The part of the herdsman was nearly as important as that of the shepherd. The oxen of Italy were highly esteemed by the ancients for their strength and their size; and it is well known that many have supposed this circumstance to afford a sufficient explanation of the origin of the actual name of the country. The race of horses, also, was in high repute; and the woods of Lucania, of Etruria, and of upper Italy, were filled with innumerable herds of wild hogs. Even the forests

were placed under the immediate protection of the divinity ; and, no one being allowed to touch them except for some public purpose of acknowledged utility, they formed a rich source of national commerce.

But no feature in the agricultural history of ancient Italy gives so high an idea of its progress in civilization, as the reduction of vast tracts of marsh to a state of high cultivation. Many portions of the country, which now exhale noxious and pestilential vapors, were then thickly peopled. Others, now partially redeemed from inundation, and verdant with an unavailable fertility, were among the most populous and productive of the ancient states.

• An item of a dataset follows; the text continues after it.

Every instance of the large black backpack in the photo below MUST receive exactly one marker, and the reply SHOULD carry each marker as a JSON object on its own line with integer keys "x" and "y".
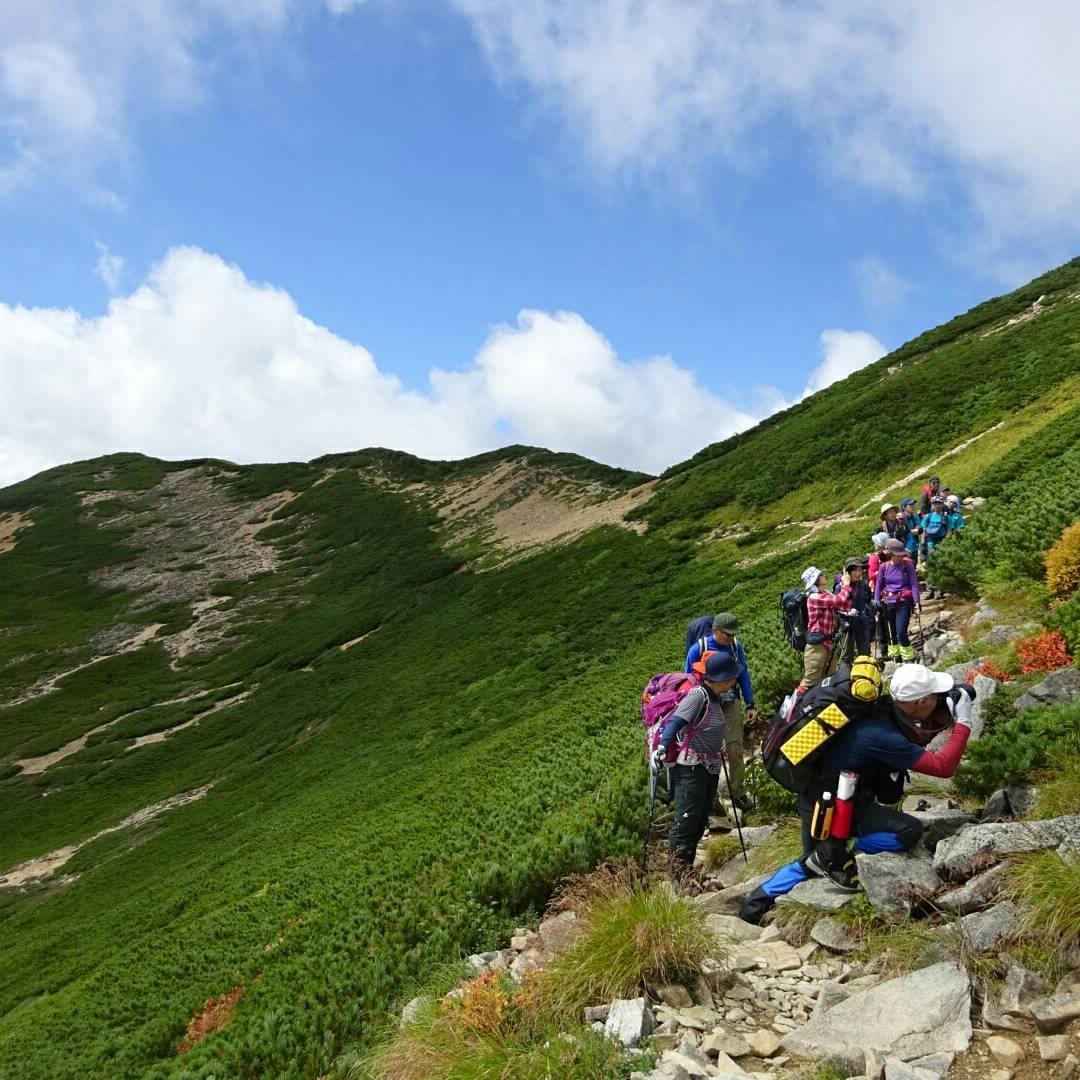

The Middle Ages witnessed a partial and transient return of this prosperity. The Tuscan marshes were drained; towns and cities arose amid the banks and canals which led off the noxious waters; and the whole coast, from the borders of the Genoese to the confines of the Roman states, was covered with a hardy and thriving population, who drew from the soil they had won, enough to meet all their own wants, and contribute to the support of an extensive and gainful commerce.*

26. But the success of agriculture alone would be insufficient to account for the wealth and power, to which the nations of Italy had already attained in the first centuries of Rome. Commerce went hand in hand with the tillage of the soil, conveying its superabundant products to distant lands, and bringing in a rich return of foreign commodities.

The situation of their country must have called the attention of the Italians to navigation at a very early period. But the first navigators were pirates; and this is the not very enviable appellation, that we find frequently coupled by the ancients with the name of the Tyrrheni. Such, however, must necessarily have been the case, when men, ignorant of the legitimate object of nautical science, ventured to launch their barks upon an untried element, and to trust their persons and their property to the mercy of the winds and the waves. The very qualities, which fitted them for such an effort, prepared them to consider themselves as fairly entitled to what

A very interesting exposition of this fact, though from a point of more extensive view than we can take, may be found in an early work of Sismondi, Tableau de l'Agriculture Toscane, pp. 284 et seq.